With Father’s Day just around the corner, the number of “fathers” that participate in the lives of their children is declining. According to a Census Bureau report made in 2005, more than 19 million children (about one in four) were in households where there was not a father figure, biological or otherwise. The statistics also showed that black children were more heavily affected by this. As of 2004, about 56 percent of black family homes were single-parent homes, most of which were headed by the mother. This is extremely high in comparison to 31 percent of Hispanic family homes and 22 percent of white family homes.
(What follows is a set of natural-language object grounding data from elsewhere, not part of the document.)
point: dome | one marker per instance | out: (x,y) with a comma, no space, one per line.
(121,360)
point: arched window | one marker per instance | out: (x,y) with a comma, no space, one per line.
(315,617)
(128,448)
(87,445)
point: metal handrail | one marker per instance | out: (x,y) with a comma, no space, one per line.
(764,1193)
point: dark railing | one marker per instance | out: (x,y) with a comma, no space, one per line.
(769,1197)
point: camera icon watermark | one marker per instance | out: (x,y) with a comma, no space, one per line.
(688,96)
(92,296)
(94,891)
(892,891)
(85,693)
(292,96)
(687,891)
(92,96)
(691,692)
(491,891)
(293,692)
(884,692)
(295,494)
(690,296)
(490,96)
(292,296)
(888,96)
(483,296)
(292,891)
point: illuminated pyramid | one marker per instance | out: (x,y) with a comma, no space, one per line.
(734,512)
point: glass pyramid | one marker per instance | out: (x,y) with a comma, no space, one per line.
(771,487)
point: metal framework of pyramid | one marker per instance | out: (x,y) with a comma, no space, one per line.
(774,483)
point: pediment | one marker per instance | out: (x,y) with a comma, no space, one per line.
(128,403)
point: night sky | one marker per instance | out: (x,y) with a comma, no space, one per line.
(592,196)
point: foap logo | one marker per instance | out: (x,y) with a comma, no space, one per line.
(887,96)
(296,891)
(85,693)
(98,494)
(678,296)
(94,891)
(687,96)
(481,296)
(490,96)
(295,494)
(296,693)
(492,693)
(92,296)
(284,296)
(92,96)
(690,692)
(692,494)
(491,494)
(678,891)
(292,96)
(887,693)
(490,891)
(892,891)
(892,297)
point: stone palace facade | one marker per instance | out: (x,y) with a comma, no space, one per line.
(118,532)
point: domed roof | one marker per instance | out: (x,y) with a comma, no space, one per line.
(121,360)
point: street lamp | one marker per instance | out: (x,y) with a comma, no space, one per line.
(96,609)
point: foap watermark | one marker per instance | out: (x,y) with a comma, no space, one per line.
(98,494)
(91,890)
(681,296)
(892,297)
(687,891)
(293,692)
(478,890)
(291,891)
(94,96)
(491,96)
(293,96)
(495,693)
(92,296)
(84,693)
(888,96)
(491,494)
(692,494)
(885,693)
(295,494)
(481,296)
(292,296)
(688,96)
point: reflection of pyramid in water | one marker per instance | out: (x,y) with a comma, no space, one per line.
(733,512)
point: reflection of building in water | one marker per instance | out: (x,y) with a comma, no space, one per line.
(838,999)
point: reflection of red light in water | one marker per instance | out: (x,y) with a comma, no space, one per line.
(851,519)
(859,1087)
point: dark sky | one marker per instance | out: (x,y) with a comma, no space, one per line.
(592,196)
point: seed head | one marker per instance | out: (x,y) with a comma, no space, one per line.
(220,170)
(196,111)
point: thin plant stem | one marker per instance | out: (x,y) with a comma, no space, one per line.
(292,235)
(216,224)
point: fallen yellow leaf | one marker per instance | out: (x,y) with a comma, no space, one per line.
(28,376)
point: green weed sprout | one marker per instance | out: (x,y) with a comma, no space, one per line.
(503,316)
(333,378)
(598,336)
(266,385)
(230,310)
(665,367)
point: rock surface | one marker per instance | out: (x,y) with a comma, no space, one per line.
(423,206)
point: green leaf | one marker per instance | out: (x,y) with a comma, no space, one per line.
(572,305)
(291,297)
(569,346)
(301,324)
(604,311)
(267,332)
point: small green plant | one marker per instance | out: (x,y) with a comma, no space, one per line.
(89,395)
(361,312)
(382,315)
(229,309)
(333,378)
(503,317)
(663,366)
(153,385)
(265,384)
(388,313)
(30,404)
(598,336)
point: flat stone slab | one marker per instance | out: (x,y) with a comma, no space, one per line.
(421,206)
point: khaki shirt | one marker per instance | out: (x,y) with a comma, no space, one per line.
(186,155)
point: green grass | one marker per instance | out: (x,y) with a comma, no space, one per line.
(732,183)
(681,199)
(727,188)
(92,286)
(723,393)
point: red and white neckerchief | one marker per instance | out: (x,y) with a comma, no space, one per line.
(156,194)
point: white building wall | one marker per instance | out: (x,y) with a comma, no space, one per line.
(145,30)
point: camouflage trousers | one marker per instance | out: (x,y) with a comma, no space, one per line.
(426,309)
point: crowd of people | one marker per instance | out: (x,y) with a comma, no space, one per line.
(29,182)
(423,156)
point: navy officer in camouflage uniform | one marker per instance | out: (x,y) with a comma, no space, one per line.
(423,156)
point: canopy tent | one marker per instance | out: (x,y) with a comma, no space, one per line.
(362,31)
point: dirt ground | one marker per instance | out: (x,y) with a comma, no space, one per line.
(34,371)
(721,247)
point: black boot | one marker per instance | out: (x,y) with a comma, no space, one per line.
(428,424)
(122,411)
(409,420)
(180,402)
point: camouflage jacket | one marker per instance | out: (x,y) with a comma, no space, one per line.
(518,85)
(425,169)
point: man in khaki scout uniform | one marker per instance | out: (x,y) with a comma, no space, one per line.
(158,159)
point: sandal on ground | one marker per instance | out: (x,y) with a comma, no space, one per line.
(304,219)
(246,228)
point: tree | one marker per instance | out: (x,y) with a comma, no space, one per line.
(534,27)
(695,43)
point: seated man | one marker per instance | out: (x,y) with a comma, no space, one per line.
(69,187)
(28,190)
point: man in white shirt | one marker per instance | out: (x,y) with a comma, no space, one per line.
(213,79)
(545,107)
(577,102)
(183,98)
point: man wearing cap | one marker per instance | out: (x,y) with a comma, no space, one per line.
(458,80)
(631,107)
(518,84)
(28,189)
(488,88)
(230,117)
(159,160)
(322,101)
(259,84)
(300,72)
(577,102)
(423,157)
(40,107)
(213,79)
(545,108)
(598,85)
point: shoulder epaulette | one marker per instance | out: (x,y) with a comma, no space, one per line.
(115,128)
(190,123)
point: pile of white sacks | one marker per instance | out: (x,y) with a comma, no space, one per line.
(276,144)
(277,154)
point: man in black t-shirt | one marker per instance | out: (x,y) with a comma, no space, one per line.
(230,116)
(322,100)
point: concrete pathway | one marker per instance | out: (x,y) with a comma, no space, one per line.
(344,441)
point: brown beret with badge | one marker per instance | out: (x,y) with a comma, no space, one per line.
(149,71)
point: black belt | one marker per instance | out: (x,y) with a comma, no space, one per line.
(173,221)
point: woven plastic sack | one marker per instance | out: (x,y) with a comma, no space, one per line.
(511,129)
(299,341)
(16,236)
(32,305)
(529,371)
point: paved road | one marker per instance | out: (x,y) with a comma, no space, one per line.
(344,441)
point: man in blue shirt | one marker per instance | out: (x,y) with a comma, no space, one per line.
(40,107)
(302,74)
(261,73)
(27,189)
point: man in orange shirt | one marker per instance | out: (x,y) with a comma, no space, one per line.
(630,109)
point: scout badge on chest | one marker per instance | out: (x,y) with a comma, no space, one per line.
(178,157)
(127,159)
There are groups, such as Black Star Project, that sponsor activities such as having fathers walk their children to school on the first day of classes for the year. In 2006 there was an estimated 300,000 men in 127 cities that participated on the first day of school activity which was called “Million Father March” and there is hope that the 2007 school year will see nearly half a million men in 200 various communities.
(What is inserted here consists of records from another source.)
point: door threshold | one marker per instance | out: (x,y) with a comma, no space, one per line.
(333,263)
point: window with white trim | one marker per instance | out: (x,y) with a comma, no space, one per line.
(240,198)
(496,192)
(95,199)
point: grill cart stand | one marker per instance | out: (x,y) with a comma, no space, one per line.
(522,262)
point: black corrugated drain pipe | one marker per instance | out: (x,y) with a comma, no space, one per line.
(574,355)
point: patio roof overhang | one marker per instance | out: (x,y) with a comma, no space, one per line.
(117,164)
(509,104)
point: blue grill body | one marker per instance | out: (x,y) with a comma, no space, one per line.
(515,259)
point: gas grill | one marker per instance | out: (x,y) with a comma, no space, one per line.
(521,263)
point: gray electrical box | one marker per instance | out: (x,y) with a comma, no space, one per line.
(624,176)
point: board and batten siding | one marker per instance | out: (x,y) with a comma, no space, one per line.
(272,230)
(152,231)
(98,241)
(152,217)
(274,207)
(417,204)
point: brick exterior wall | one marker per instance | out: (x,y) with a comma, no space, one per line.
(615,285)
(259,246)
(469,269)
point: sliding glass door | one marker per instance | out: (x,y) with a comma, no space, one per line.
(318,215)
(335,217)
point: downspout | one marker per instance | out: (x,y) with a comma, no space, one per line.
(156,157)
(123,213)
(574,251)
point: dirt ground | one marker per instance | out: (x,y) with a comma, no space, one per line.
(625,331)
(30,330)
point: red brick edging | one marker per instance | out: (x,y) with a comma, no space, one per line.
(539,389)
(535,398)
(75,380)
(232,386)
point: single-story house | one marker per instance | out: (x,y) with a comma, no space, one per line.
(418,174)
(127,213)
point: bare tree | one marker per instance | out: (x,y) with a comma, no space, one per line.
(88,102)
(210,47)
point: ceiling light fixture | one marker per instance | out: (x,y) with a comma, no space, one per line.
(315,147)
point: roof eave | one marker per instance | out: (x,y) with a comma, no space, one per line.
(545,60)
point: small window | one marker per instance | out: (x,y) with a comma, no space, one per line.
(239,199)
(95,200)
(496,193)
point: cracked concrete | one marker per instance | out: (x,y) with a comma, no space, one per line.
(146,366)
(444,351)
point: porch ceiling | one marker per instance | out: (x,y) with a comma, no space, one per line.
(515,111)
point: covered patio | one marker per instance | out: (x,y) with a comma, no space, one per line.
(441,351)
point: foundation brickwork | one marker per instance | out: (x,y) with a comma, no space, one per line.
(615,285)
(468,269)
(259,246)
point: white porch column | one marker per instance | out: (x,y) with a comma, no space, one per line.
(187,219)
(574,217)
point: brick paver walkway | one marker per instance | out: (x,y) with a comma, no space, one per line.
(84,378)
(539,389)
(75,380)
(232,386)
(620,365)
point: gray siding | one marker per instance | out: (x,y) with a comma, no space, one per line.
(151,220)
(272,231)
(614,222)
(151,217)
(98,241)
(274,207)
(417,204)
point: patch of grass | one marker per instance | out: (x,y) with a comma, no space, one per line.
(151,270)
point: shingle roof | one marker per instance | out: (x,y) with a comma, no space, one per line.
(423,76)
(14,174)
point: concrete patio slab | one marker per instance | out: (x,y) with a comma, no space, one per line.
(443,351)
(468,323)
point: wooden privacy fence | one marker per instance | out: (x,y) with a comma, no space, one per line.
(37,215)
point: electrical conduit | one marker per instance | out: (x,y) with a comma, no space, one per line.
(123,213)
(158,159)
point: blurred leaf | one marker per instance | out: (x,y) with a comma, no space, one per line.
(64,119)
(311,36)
Phillip Jackson, executive director of the Chicago based Black Star Project, told Reuters that “Father absence in the African American communities across America has hit those communities with the force of 100 hurricane Katrina’s.” “It is literally decimating our communities and we have no adequate response to it.” Jackson went on to say that it has taken decades for fathering to decline to its current state, and restoring it would be a long process.
The National Fatherhood Initiative in Gaithersburg, Maryland in 2006 commissioned the University of Texas at Austin to conduct a survey called “Pop’s Culture: A National survey of Dads’ Attitudes on Fathering.” The survey was to be conducted on 701 fathers. The results of the survey concluded that about 91 percent of those who participated did agree that there is a father-absence crisis in America, work demands being the number one barrier of being a good father. Other major issues that were also determined were financial problems, the media, and popular culture. Unmarried fathers stated that there was a lack of cooperation from the mothers as a big problem of being a good father, followed by work responsibilities, financial problems, and treatment of fathers by the judicial system.
The president of the National Fatherhood Initiative, Ronald Warren, told Reuters that children in fatherless household were more susceptible to life’s challenges. “They are two to three times more likely to use drugs, become teen parents, be connected with the criminal justice system, to fail in school or to live in poverty” he stated.